As AI researchers often say:

An agent is autonomous if its behavior is determined by its own experience.


⚖️ Symbolic AI vs. Generative AI

Today's AI landscape is shaped by two very different philosophies.

Symbolic AI

Strengths:

  • Explainable
  • Logical
  • Transparent
  • Reliable

Weaknesses:

  • Brittle
  • Difficult to scale
  • Poor with ambiguity

Perfect for:

  • Law
  • Medicine
  • Finance
  • Safety-critical systems

Generative AI

Strengths:

  • Creative
  • Flexible
  • Handles uncertainty
  • Learns from data

Weaknesses:

  • Often behaves like a black box
  • Hard to explain decisions
  • Can hallucinate

The Hybrid Future

The future isn't Symbolic AI.

The future isn't Generative AI.

It's both.

Modern systems increasingly combine:

  • Neural networks for pattern recognition
  • Symbolic reasoning for logic
  • Search algorithms for planning
  • Constraint solvers for optimization

Systems like AlphaGeometry demonstrate how combining statistical learning with symbolic reasoning can outperform either approach alone.

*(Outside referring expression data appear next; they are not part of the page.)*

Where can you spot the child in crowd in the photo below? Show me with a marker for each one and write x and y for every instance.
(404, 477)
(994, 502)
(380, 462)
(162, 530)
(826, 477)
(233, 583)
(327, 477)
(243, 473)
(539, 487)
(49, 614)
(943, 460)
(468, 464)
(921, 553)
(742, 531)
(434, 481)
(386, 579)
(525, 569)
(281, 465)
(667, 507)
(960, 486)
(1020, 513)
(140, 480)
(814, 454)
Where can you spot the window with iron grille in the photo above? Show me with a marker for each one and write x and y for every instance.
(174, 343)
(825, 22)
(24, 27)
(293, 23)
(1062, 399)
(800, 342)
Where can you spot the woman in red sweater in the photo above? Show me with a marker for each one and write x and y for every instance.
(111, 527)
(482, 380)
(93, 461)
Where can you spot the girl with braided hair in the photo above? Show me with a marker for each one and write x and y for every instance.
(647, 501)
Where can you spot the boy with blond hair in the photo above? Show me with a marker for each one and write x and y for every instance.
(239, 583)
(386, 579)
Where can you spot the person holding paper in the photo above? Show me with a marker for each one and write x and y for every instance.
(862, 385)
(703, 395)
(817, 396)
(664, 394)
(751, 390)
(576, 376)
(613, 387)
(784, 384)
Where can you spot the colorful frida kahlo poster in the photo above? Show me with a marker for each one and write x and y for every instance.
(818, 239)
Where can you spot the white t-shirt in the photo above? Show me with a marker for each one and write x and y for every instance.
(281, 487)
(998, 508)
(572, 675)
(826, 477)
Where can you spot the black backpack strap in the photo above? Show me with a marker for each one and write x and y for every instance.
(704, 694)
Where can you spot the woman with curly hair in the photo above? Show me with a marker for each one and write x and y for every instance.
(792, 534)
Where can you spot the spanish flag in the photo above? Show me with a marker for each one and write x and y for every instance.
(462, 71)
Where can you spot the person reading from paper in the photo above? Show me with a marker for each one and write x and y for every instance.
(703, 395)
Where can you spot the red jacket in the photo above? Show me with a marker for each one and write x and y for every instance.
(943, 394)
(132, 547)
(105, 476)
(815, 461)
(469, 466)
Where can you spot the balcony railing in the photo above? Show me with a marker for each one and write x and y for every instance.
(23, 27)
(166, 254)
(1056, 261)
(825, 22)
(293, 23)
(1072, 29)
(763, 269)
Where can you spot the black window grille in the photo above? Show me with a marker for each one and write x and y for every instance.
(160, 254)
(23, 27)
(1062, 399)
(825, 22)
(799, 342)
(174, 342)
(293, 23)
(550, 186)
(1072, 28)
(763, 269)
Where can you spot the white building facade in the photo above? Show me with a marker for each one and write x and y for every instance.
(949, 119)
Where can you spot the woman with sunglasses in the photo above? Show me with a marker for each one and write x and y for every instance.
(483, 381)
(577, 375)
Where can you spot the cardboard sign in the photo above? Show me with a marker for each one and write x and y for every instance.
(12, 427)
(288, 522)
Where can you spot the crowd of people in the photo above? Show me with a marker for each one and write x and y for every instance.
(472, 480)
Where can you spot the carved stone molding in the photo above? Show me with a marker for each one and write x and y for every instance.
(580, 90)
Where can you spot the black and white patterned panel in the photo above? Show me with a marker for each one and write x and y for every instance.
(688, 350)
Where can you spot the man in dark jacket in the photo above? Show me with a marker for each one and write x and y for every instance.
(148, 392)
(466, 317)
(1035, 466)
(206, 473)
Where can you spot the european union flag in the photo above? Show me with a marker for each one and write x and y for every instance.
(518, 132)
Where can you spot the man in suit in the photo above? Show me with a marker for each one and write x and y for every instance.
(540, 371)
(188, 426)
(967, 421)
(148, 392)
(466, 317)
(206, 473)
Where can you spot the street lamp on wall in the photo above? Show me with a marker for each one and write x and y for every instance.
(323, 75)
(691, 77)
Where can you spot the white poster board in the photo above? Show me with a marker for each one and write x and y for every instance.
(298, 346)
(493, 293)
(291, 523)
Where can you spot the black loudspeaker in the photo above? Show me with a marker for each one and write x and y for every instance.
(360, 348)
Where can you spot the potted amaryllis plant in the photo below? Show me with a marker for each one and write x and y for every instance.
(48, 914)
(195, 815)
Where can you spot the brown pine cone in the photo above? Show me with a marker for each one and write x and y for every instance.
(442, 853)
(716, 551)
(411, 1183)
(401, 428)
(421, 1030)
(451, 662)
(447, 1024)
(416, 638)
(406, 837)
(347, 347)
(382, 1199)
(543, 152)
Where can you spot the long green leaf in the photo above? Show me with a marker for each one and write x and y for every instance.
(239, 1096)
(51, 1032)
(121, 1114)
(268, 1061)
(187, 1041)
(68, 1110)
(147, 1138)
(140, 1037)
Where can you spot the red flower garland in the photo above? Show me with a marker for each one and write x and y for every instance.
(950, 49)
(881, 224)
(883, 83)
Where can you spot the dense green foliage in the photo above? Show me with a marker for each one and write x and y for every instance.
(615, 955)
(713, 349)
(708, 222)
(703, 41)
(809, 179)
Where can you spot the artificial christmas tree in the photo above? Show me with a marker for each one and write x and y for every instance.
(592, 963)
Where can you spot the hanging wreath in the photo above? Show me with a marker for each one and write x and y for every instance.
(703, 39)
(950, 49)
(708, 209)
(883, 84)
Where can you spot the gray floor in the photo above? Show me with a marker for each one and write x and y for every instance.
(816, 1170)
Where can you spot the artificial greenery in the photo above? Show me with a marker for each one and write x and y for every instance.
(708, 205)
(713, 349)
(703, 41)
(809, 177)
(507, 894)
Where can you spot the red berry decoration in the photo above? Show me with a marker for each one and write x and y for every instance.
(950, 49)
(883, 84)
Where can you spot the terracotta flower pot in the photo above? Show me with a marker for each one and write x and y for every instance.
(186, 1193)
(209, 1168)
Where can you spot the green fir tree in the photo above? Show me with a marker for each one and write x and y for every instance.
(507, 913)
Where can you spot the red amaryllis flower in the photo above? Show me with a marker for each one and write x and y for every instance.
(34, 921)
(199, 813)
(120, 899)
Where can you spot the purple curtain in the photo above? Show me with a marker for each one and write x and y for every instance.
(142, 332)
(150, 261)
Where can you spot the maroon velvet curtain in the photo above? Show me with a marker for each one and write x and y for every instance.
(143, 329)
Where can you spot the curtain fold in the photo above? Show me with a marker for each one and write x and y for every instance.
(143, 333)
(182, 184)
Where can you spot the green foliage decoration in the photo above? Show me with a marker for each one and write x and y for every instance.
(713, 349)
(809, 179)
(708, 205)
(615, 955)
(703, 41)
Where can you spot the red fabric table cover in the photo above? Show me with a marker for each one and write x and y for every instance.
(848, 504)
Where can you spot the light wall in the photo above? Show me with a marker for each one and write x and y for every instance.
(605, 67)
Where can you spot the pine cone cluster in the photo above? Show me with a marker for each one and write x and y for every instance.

The next generation of AI won't choose between rules and patterns.

It will combine them.


Final Thoughts

The greatest lesson from AI isn't about algorithms.

It's about decision-making.

Blind search explores everything.

Intelligent search explores only what matters.

Whether you're designing distributed systems, building mobile applications, optimizing databases, or making life decisions, the same principle applies:

Intelligence is the art of reducing complexity without losing correctness.

The future of AI belongs to systems that can:

  • Reason like mathematicians
  • Learn like humans
  • Search like A*
  • Adapt like nature

The question is no longer which paradigm will win.

The real challenge is learning how to balance them.

And perhaps...

that's what intelligence has always been.